L’ORÉAL ET LES PINCEAUX EN POILS D’ANIMAUX, C’EST FINI !

Après une demande de la PETA [ndlr, une association dont l’objet est de défendre les droits des animaux], L’Oréal a arrêté d’utiliser des brosses en poils d’animaux. 

La branche américaine de la PETA et près de 80 000 membres du grand public ont appelé Baxter of California, une marque de cosmétique homme qui appartient au groupe L’Oréal, à arrêter de vendre des brosses en poils de blaireaux.

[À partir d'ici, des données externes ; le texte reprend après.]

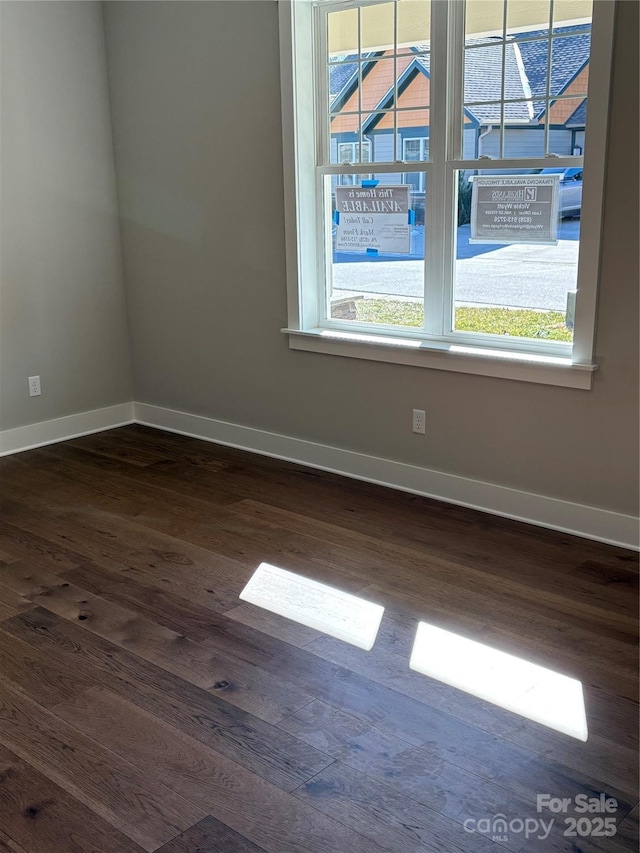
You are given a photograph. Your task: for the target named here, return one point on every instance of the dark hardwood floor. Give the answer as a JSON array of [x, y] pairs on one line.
[[143, 706]]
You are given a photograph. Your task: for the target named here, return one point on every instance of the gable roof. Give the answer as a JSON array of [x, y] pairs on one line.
[[569, 56], [525, 74]]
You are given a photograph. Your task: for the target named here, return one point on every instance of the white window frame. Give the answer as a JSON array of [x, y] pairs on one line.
[[308, 243], [357, 148], [422, 140]]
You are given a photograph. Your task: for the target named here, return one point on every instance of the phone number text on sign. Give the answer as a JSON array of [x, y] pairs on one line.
[[373, 219]]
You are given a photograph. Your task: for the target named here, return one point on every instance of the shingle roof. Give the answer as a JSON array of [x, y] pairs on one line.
[[569, 54], [339, 75], [483, 81], [579, 117], [525, 73]]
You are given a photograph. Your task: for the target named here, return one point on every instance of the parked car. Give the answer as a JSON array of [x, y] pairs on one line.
[[570, 202]]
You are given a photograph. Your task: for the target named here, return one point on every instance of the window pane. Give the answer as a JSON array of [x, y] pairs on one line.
[[377, 27], [483, 19], [519, 288], [342, 33], [414, 23], [514, 89], [375, 269]]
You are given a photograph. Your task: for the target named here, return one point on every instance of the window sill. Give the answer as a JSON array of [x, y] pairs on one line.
[[523, 367]]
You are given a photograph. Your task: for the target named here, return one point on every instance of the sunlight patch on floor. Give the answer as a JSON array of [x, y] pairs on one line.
[[316, 605], [532, 691]]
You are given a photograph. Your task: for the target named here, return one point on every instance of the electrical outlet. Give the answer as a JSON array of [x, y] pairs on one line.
[[419, 418], [34, 386]]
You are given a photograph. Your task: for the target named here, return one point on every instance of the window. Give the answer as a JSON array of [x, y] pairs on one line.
[[414, 150], [352, 152], [471, 246]]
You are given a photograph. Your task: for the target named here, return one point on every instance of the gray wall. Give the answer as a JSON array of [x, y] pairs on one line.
[[62, 303], [195, 99]]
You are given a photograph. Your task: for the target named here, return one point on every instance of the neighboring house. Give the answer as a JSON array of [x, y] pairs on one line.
[[525, 75]]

Mais suite à cette demande, L’Oréal a pris la décision d’arrêter d’utiliser tous les poils d’animaux. « Y compris ceux des blaireaux et des chèvres. » Super nouvelle. 

Un engagement global nécessaire

Selon Mathilde Dorbessan, chargée des relations avec les entreprises pour PETA France, « la décision pleine de compassion prise par le groupe L’Oréal aidera PETA à continuer de convaincre les industries de la beauté et de l’art d’adopter des pinceaux en matières synthétiques qui ne nuisent pas aux animaux. » Et effectivement, cette décision était particulièrement importante, le groupe L’Oréal étant la plus grande entreprise de cosmétiques et de produits de beauté au monde.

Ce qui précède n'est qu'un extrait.